SAN ANTONIO – While job hunters are scouring online listings and sending out resumes, scammers are working overtime as Texas reports employment scams tripled from March through June, according to the Better Business Bureau.
“We’re going to see this spike continue for the next few months,” said Jason Meza with the BBB. “It’s an easy trap to fall into.”
Courtney Bacon almost fell for a scam.
“I have been applying on Indeed for work-from-home jobs,” she said.
The expectant mother of three said she was looking for an extra paycheck to help make ends meet. When she got a text message telling her she qualified for a remote, flexible job as a personal assistant, it seemed perfect -- almost too good to be true.
“There was no interview, nothing,” Bacon said. She thought that was odd and continued asking questions.
The employer, who claimed to own a golf course business in New York, offered the job which involved running errands, making payments and sending mail. He was offering good pay and hope.
“The money was there, good money,” Bacon said. “It wasn’t outrageous, but it kind of was at the same time.”
For working no more than 10 hours a week, the position would pay $750, and she could start immediately.

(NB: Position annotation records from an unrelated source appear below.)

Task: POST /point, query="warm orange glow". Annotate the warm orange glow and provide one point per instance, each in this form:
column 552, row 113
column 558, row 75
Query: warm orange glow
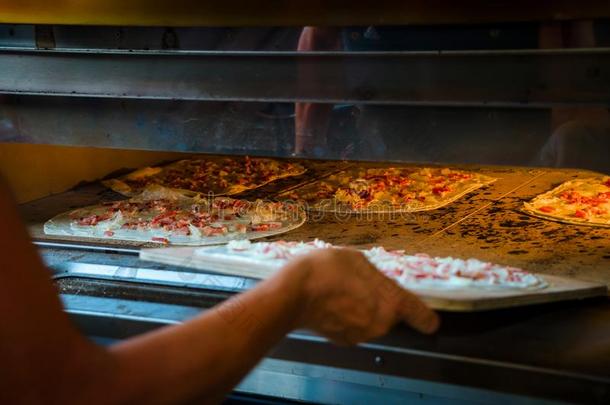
column 291, row 12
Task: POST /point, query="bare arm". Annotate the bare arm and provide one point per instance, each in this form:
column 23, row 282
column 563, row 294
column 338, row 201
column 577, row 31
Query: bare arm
column 335, row 292
column 312, row 120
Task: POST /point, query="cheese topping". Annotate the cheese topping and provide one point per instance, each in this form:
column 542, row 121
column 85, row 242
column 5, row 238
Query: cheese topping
column 418, row 271
column 585, row 201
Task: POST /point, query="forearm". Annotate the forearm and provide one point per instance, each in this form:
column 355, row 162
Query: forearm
column 205, row 357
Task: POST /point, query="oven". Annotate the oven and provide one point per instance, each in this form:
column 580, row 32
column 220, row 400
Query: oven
column 518, row 92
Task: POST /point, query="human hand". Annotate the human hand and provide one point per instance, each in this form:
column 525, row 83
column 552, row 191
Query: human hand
column 349, row 301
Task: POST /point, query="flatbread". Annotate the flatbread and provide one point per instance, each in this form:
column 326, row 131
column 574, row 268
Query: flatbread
column 577, row 202
column 415, row 272
column 215, row 176
column 165, row 216
column 380, row 190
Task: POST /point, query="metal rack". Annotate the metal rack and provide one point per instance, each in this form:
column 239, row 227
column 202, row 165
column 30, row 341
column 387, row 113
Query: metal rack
column 171, row 99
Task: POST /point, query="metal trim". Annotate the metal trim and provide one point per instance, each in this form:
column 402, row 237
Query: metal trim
column 481, row 78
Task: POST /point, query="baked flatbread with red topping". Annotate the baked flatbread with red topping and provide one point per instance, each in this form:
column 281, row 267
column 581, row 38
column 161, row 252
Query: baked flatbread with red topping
column 165, row 216
column 579, row 202
column 225, row 176
column 388, row 189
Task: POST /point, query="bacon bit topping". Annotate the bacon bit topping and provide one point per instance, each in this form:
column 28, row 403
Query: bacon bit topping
column 92, row 220
column 441, row 190
column 580, row 214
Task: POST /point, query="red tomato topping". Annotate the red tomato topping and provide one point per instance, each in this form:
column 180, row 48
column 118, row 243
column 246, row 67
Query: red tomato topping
column 580, row 214
column 441, row 190
column 546, row 208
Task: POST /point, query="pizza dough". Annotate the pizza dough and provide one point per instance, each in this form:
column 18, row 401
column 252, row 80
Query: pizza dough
column 388, row 189
column 165, row 216
column 579, row 202
column 416, row 272
column 217, row 176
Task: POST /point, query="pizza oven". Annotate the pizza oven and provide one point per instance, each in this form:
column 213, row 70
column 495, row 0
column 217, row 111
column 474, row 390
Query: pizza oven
column 517, row 92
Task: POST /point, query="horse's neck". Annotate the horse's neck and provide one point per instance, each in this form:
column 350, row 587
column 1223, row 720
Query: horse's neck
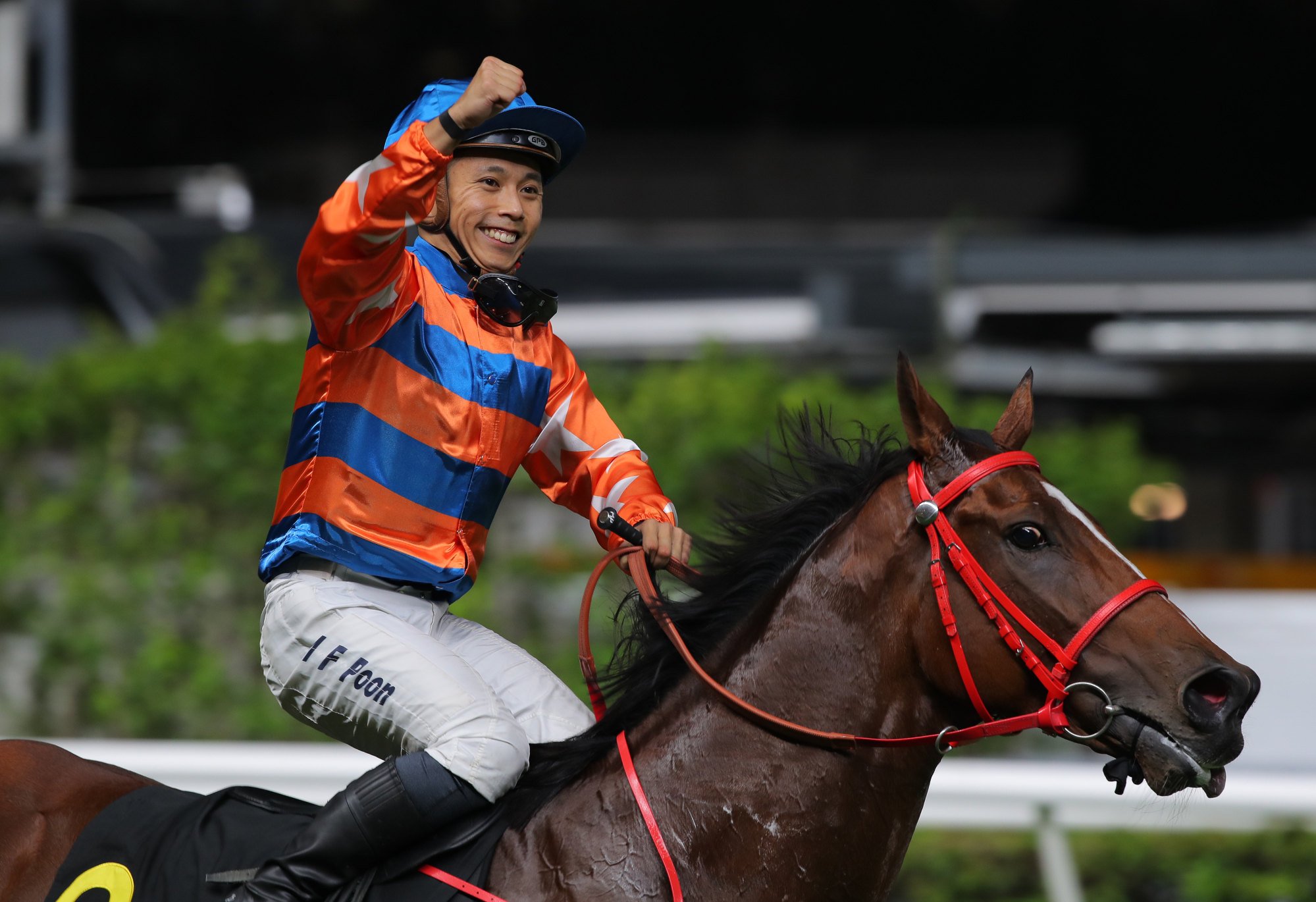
column 748, row 814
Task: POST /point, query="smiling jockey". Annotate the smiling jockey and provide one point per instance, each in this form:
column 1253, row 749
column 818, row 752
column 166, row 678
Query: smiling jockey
column 431, row 376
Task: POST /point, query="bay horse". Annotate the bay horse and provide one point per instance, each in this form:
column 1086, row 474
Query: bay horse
column 818, row 608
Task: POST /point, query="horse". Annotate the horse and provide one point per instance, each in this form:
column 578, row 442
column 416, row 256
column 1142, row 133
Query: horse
column 818, row 606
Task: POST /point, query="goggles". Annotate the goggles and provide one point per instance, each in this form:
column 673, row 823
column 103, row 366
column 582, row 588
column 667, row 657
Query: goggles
column 512, row 302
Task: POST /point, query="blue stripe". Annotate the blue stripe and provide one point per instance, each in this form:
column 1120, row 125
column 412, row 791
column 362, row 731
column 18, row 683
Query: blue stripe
column 441, row 267
column 404, row 465
column 498, row 381
column 307, row 534
column 307, row 425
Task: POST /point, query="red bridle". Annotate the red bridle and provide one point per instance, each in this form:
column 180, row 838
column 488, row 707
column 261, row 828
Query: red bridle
column 991, row 598
column 928, row 512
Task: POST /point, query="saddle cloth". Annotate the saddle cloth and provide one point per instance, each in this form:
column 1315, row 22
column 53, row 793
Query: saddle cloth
column 162, row 845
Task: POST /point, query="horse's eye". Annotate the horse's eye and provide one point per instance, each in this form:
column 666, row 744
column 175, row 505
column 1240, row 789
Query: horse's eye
column 1027, row 537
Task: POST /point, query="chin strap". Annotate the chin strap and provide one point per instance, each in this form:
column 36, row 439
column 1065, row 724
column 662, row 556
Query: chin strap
column 463, row 260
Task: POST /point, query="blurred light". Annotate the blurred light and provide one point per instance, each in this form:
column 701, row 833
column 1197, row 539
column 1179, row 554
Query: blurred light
column 1161, row 501
column 217, row 193
column 689, row 323
column 1207, row 338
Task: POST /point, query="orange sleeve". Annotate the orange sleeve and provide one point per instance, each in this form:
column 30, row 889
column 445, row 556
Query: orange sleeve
column 582, row 462
column 354, row 273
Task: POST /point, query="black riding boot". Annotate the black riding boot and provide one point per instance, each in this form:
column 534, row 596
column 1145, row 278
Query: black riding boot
column 369, row 821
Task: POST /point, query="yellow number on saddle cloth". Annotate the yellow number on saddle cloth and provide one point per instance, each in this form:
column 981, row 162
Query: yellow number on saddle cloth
column 111, row 876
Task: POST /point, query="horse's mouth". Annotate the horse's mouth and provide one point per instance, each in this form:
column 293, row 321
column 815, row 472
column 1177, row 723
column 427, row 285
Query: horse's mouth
column 1168, row 764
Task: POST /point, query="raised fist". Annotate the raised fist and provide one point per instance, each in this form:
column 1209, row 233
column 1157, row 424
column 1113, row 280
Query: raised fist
column 494, row 86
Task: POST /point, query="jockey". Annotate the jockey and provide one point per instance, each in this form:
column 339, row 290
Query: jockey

“I guess I was really desperate for some kind of income because we have all of these kids and mouths to feed,” Bacon said.
She was skeptical. Then “Joe” instructed her to go to Staples to buy check paper. He would email a cashier’s check that she could print and deposit in the bank.
“Nope,” Bacon said she thought. “This is not real. This is not happening.”
Fake job offers are happening at an accelerating pace. Employment fraud typically picks up in summer as graduates and teens hit the job market. But this spring, the BBB saw a spike in reports and wants job seekers to be on guard.
“Just because they receive an inbound message saying they are qualified for a great job doesn’t mean the job is real or the person is legit,” Meza said.
The following are some warning signs that a job may be phony:
- You’re told you “instantly qualify.”
- The employer moves the conversation off a jobs platform to text or a messaging app
- The employer asks you to send money for a background check or to buy materials
- The employer asks you to deposit a check and send back a portion of it
- Grammar or spelling errors or odd wording
Job seekers should independently verify the position through research or a phone call.
Bacon called the real golf business in New York only to be told they were not hiring and had received other inquiries like hers. Bacon’s “employer” was impersonating an actual business owner, even using his name.
Bacon told the fake “Joe” she was done with his scam. She did not lose any money and said she was careful not to have given him much personal information. She had declined to fill out the IRS forms he’d requested.
Bacon now wants to warn others to be cautious. The whole experience left her unemployed and angry.
“They are not even targeting people that have money,” she said. “They are targeting people who are living paycheck to paycheck.”